Under all of it was this nagging question:

God, have you forgotten about me?

I think that’s really the question most of us are asking when we get overwhelmed by calligraphy wedding invitations.  We feel this twinge of loneliness maybe even anger, frustration, or self-pity.  God has surely forgotten us.

In that moment, it can be really hard to hold on.  It can be hard to wait.  Hard to hope.  You find yourself asking, “What’s the point?”

We grasp at these concepts of hope and contentment all while struggling with very real desires- emotionally, physically, and mentally.  There is a sense of longing and then guilt for the longing because we’re taught to be content.  So, then there is this attempted murder of the longing which just serves to frustrate us even more.

It’s a dizzying cycle.

How do you break it?

A couple years ago, I hit a really low point in this arena.  I had come off a pretty rough break up and I was pushing forward with this ministry all the while silently panicking because the big 30 was on the horizon and I really wanted to be married by at least 30.  (My original target age was 21).  I felt guilty for wanting marriage and torn between marriage and ministry.  They felt like two very separate paths.
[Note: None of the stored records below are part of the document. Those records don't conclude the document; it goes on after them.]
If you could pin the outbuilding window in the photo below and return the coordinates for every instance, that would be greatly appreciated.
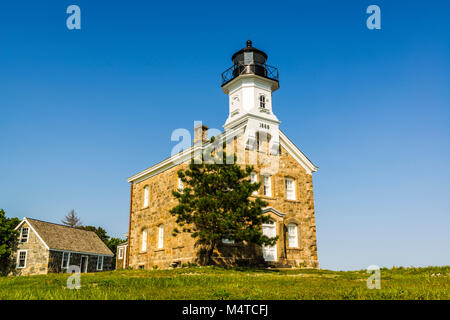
(100, 263)
(65, 260)
(21, 259)
(24, 235)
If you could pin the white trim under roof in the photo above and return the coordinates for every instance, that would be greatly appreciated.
(187, 154)
(37, 234)
(273, 210)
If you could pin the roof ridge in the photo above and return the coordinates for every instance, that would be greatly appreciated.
(58, 224)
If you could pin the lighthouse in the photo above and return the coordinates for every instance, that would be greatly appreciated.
(249, 84)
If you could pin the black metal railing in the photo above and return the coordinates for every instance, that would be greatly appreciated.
(263, 70)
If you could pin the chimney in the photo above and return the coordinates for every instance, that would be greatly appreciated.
(200, 133)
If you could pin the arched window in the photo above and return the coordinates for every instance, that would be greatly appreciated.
(292, 235)
(160, 236)
(267, 186)
(146, 195)
(144, 240)
(262, 101)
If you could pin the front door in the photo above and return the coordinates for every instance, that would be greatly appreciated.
(269, 252)
(83, 266)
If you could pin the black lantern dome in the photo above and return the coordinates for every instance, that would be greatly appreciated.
(249, 60)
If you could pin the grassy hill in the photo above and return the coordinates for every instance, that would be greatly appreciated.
(218, 283)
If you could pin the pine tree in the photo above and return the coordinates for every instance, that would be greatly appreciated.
(72, 220)
(215, 204)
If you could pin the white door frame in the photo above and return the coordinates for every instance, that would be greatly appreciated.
(270, 249)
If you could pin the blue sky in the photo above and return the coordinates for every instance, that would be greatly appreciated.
(82, 110)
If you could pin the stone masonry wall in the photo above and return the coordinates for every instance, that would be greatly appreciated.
(37, 254)
(181, 249)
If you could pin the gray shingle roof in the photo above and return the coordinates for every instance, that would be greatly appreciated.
(59, 237)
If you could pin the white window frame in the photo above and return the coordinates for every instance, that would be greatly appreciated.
(144, 240)
(292, 237)
(268, 185)
(227, 241)
(290, 194)
(68, 260)
(18, 259)
(262, 101)
(100, 258)
(21, 234)
(254, 179)
(160, 236)
(146, 196)
(180, 185)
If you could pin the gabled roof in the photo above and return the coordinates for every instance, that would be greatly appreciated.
(64, 238)
(186, 155)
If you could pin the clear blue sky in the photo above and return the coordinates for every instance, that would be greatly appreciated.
(83, 110)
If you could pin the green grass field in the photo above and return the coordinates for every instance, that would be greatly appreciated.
(218, 283)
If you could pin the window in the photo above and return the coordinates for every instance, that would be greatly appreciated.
(144, 240)
(267, 186)
(161, 236)
(65, 260)
(22, 259)
(254, 179)
(292, 235)
(24, 235)
(227, 241)
(290, 189)
(180, 185)
(262, 101)
(100, 262)
(146, 195)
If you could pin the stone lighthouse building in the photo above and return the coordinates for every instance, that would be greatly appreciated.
(253, 132)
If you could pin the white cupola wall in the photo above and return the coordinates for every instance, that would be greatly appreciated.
(249, 83)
If I trusted God, I needed to push forward with ministry and shut up about marriage.  That’s what I thought.

That’s when a very wise friend, who got married at 29, pointed me to the story of Hannah in the Old Testament.
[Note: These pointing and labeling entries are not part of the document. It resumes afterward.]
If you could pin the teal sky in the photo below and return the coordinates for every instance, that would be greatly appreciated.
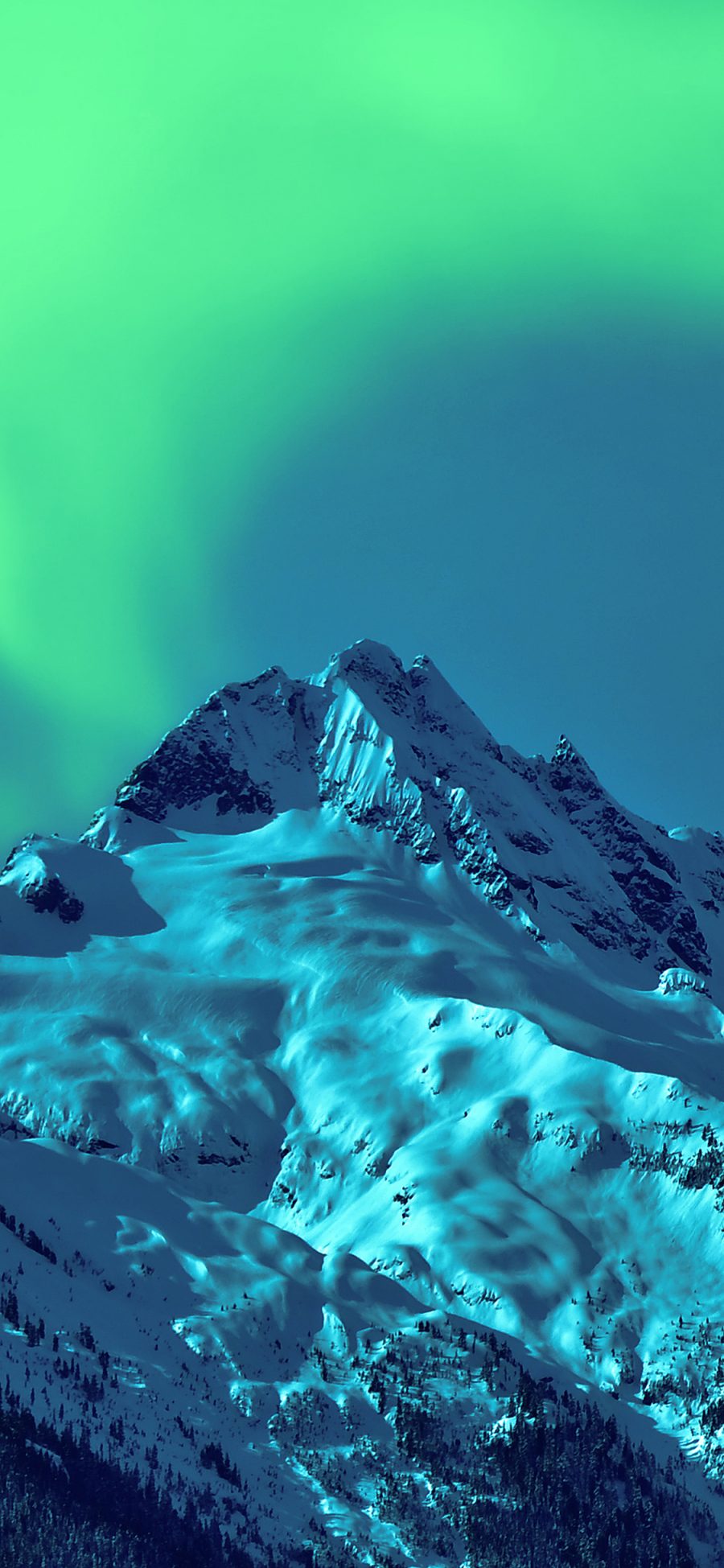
(398, 320)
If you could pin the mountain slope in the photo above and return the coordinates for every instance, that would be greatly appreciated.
(342, 1016)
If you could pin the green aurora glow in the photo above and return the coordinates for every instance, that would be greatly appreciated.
(220, 220)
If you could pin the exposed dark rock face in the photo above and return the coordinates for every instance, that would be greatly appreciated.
(51, 897)
(398, 751)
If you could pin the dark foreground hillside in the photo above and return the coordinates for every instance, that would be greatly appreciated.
(553, 1482)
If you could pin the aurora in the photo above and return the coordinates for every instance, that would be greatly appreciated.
(228, 229)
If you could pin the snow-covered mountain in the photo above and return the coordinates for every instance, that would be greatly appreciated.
(342, 1027)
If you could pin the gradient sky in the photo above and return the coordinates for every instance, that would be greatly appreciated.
(398, 320)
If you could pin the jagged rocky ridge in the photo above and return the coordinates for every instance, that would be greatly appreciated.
(370, 1035)
(398, 751)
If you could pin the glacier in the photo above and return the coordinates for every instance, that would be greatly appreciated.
(342, 1018)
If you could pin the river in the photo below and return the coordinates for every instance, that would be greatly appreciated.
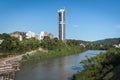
(60, 68)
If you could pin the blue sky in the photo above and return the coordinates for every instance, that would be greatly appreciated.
(85, 19)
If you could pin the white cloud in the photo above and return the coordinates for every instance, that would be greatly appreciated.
(75, 26)
(118, 26)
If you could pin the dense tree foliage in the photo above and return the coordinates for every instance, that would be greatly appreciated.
(12, 45)
(104, 66)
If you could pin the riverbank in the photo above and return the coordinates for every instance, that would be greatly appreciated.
(39, 55)
(58, 68)
(103, 67)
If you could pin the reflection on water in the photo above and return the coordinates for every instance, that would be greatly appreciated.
(61, 68)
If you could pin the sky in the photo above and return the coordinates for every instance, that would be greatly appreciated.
(88, 20)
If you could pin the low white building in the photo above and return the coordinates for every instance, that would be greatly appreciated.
(43, 34)
(30, 34)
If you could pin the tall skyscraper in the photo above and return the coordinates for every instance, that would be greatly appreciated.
(61, 24)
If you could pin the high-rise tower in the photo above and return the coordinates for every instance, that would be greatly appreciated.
(61, 24)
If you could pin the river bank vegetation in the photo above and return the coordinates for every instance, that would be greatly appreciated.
(50, 47)
(104, 66)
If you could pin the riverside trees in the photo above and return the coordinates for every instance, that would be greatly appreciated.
(104, 66)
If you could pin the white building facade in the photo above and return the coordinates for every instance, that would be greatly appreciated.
(61, 24)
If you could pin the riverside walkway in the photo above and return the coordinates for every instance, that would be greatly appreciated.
(8, 66)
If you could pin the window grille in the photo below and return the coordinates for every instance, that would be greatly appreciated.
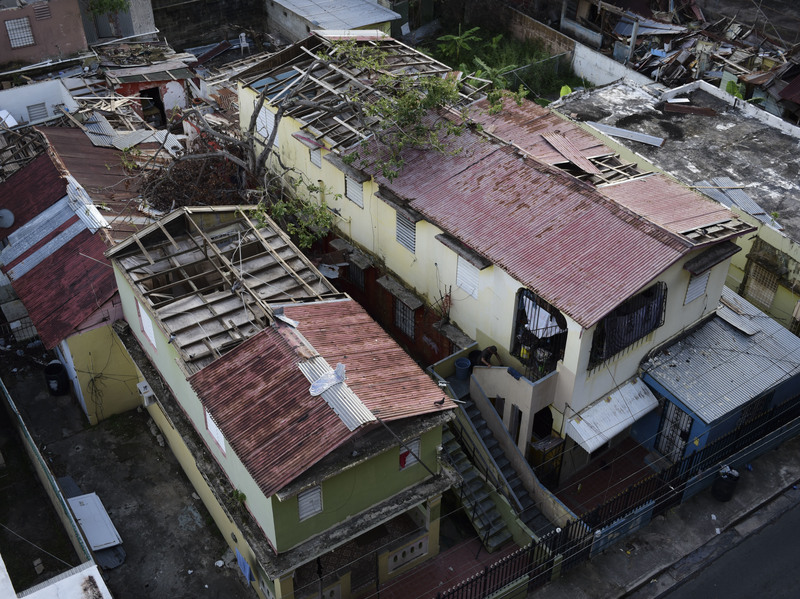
(309, 502)
(406, 233)
(629, 322)
(408, 458)
(265, 123)
(468, 276)
(540, 335)
(697, 287)
(761, 286)
(37, 112)
(404, 318)
(354, 191)
(19, 32)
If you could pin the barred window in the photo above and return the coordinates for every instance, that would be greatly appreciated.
(19, 32)
(628, 323)
(406, 233)
(404, 318)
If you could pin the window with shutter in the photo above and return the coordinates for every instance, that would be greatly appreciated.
(315, 154)
(409, 453)
(37, 112)
(406, 233)
(354, 191)
(309, 502)
(404, 318)
(467, 276)
(697, 287)
(213, 429)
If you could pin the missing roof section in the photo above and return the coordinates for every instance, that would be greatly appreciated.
(211, 275)
(323, 90)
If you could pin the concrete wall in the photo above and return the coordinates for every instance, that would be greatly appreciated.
(187, 23)
(47, 479)
(594, 67)
(59, 36)
(106, 374)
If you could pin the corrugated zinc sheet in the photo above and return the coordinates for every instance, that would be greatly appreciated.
(526, 125)
(99, 170)
(667, 203)
(383, 376)
(30, 190)
(339, 14)
(555, 234)
(259, 398)
(67, 287)
(720, 367)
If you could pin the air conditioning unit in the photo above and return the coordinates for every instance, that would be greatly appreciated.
(148, 397)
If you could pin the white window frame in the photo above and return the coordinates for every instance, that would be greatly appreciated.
(468, 276)
(404, 317)
(265, 123)
(146, 324)
(315, 156)
(410, 457)
(406, 232)
(309, 503)
(215, 432)
(20, 34)
(697, 287)
(354, 191)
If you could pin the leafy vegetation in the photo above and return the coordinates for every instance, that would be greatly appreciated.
(508, 63)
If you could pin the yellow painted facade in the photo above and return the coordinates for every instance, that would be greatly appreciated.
(106, 373)
(489, 317)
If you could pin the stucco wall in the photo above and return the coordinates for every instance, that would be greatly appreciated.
(59, 36)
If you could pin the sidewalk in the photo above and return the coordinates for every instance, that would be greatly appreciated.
(678, 543)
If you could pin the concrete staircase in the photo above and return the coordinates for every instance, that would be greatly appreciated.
(475, 496)
(524, 504)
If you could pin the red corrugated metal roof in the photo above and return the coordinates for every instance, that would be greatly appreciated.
(526, 124)
(260, 399)
(100, 172)
(67, 287)
(667, 202)
(558, 236)
(31, 190)
(379, 371)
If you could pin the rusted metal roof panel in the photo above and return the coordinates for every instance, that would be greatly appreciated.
(64, 289)
(383, 376)
(31, 190)
(99, 170)
(558, 236)
(667, 203)
(260, 400)
(525, 126)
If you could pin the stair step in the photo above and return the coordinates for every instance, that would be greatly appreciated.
(498, 539)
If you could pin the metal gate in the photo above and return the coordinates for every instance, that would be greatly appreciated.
(673, 432)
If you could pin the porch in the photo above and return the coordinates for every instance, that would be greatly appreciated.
(608, 475)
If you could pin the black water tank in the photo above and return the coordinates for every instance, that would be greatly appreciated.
(725, 484)
(57, 380)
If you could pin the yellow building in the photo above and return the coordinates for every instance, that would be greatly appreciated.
(311, 437)
(528, 233)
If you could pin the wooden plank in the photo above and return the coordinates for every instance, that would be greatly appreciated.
(569, 151)
(684, 109)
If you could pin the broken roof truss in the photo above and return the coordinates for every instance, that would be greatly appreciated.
(323, 87)
(210, 276)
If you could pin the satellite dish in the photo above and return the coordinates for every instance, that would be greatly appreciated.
(6, 218)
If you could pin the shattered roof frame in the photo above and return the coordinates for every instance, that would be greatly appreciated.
(328, 85)
(210, 274)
In Samuel chapter 1, we meet Hannah, a woman who desperately longs for a child.

Using modern Christian wisdom, we might tell Hannah, “Oh, Hannah!  Just be content!  Trust God and He will bring you a child.”  It’s a really religious way of saying, “Try not to think about it so much.”  We might have told Hannah to just be content with what she had, complained about how hard children are, and how she had it easy.

But Hannah, it says, was often grieved by her barren state.  She was heartbroken over it.  She went to the Temple, poured her bleeding heart out to God in prayer, begged for a child and asked God not to forget her.  It was a silent prayer, but her lips were moving, so the priest thought she was drunk and making a scene.  He even reprimanded her, but she replied that she was not drunk, just heartbroken.

“Jessica,” my friend said, “Hannah desired a child so greatly the priest thought she was drunk.  She was heartbroken.  Being content doesn’t mean you can’t petition.  Just because you trust God doesn’t mean you can’t ask him.

It was a light bulb moment for me- a turning point in my life as a single woman.

Sharing my heart with God, even my disappointments, is a manifestation of my trust in Him not my distrust of Him.  It, not silence, is the root of ‘contentment.’

God is ok.  He is ok with me coming to Him saying, “God I really really really want this and I’m confused and I’m hurt and I don’t understand why I don’t have it yet.”

Contentment isn’t not asking for it.  Contentment is asking and trusting His answer.  It isn’t a blind trust.  It is a confident hope.  It is sharing my deepest longing with the only One who can satisfy and knowing that He hears me.  He is listening.

[Tweet “Let the desire for marriage draw you toward God. They aren’t mutually exclusive.”]

Our desires can be handled in one of two ways.  We can either handle them with God or handle them in spite of Him.  They can drive us away from Him or drive us to Him.  After all, He is the giver of good gifts (James 1:17), whose ways are so much higher than ours (Isaiah 55:9), who makes all things beautiful in His time (Ecclesiastes 3:11).

In this season, if you are one of those girls who is tired of lining up to catch the bouquet, can I encourage you in something?  Enjoy these moments.  Lord willing, weddings only happen once, and it is far better to experience them with joy than bitterness.  But, that doesn’t mean your heart can’t ache and you can’t long.

Let that aching and that longing drive you even closer to the Lover of your Soul.  He loves you.  He hears you.  He has not forgotten you.